Box 3.3Collaborating on Standards

IMF staff members have collaborated with a number of other groups to revise and develop standards. Staff members are working with

  • the Basel Committee on the New Basel Capital Accord—a crucial complement to the Basel Core Principles, the internationally recognized standard for banking supervision;
  • relevant international agencies to develop assessment methodology and guidance on international standards for securities regulation (International Organization for Securities Commissions, IOSCO), insurance supervision (International Association of Insurance Supervisors, IAIS), and systemically important payment systems (Committee on Payment and Settlement Systems, CPSS);
  • the Bank and the International Accounting Standards Board on developing more detailed standards and standards assessment methodologies for accounting and auditing;
  • other agencies to complete their work on the External Debt Guide and are assisting countries to compile data on external debt consistent with the Special Data Dissemination Standard (SDDS) requirements and the General Data Dissemination System (GDDS) recommendations.1 In this regard, the IMF posted the second draft of the Debt Guide on its external website seeking another round of comments before finalizing it; and
  • the Financial Action Task Force (FATF) and the World Bank to develop a methodology for enhancing the assessment of legal, institutional, and financial supervisory standards relevant for countering money laundering and terrorist financing (see text).
1 The Inter-Agency Task Force on Finance Statistics, formed under the aegis of the United Nations Statistical Commission and chaired by the IMF, is the coordinating body for this work.

In July 2001, during their Fourth Review of the IMF’s Data Standards Initiatives, Directors discussed the possible inclusion of FSIs in the SDDS. While a number of Directors believed this would be a useful development, others considered that such indicators should not be included even at a later stage, so as not to discourage new subscriptions and not to overburden existing subscribers. It was decided to return to the issue at a future date.

The work ahead on FSI-related issues includes activities in four areas: support of compilation efforts by national authorities; analytical and empirical work on measuring and analyzing FSIs; strengthened monitoring of FSIs, in cooperation with country authorities, as a key component of the FSAP/FSSA process; and encouraging national authorities to release the indicators to the public on a regular basis.
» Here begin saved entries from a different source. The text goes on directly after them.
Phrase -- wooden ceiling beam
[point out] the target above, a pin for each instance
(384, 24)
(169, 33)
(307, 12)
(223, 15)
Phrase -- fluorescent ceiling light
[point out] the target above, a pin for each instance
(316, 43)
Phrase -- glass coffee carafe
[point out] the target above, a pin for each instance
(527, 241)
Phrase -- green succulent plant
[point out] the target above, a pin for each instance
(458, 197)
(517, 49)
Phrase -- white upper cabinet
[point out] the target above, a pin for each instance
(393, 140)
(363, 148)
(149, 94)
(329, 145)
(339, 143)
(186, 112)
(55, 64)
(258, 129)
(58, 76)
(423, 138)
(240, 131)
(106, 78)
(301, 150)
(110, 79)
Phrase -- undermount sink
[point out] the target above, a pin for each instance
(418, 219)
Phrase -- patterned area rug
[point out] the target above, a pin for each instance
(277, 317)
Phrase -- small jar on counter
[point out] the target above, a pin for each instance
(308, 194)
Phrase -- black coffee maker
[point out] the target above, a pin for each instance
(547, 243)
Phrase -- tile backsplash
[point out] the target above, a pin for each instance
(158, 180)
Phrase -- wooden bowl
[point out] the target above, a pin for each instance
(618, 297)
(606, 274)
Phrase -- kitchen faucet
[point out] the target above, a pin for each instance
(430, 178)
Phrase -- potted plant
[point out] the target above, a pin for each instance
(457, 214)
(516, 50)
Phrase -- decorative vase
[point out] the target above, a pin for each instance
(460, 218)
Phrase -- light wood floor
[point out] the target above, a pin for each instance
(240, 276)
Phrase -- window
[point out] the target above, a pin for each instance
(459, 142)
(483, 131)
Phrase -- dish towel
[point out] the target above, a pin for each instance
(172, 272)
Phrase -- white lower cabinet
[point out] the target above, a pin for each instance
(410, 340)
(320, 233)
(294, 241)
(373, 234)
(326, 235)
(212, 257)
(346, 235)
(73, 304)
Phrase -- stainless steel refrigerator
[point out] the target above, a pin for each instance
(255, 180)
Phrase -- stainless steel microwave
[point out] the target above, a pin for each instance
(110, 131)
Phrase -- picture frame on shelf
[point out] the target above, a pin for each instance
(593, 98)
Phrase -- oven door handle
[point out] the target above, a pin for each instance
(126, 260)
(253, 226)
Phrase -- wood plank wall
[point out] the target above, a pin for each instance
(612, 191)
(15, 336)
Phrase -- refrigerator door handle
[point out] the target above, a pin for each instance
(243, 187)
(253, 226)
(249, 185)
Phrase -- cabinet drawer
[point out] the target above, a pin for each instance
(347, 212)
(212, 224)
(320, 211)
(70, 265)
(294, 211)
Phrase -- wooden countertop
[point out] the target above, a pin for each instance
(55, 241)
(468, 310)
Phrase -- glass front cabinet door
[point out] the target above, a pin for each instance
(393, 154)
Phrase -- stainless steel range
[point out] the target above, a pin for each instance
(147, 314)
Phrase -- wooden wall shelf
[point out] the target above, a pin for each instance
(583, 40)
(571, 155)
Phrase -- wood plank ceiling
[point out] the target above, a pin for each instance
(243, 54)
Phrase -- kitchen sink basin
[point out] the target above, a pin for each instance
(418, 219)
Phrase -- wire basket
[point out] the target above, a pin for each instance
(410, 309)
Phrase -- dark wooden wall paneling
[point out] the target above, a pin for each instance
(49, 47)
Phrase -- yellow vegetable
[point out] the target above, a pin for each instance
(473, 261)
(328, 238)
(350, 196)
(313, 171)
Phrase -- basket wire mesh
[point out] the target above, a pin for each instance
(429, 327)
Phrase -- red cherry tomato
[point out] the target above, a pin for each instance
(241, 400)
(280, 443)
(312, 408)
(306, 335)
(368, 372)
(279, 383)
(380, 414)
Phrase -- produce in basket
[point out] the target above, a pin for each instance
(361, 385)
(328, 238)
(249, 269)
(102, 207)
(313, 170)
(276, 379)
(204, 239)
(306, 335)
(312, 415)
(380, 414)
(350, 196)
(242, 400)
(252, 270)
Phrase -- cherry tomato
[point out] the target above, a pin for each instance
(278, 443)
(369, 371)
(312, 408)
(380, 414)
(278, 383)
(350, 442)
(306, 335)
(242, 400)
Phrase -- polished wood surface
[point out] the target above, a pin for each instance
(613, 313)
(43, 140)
Offshore Financial Center Assessments

The IMF has extended its financial sector work to include offshore financial centers (OFCs). The program involves voluntary assessments of OFCs at three possible levels of intensity.2 As of end-April 2002, IMF staff have undertaken missions to 19 offshore financial centers for the purpose of gathering information, providing technical assistance, and assisting self-assessments; staff completed 9 OFC assessments and three (Cyprus, Gibraltar, and Panama) were published during the period. The Coordinated Portfolio Investment Survey (CPIS) organized by the IMF, which includes the participation of several important OFCs, will support this work by helping national statisticians to compile more comprehensive data on cross-border investment positions.

Capital Account Liberalization

The IMF has strengthened its work on capital account issues, including by undertaking more analysis, giving more prominence to capital account issues in Article IV consultations, and expanding discussions with the private sector. The benefits of capital account opening include a more efficient international allocation of savings and improved productivity (for example, through technology transfer in foreign direct investment flows), enlarged opportunities for portfolio diversification, risk sharing, deeper financial markets, and a greater international division of labor. On the other hand, volatile international capital flows have played a role in a number of recent crises, pointing to the importance of appropriate sequencing of capital account liberalization.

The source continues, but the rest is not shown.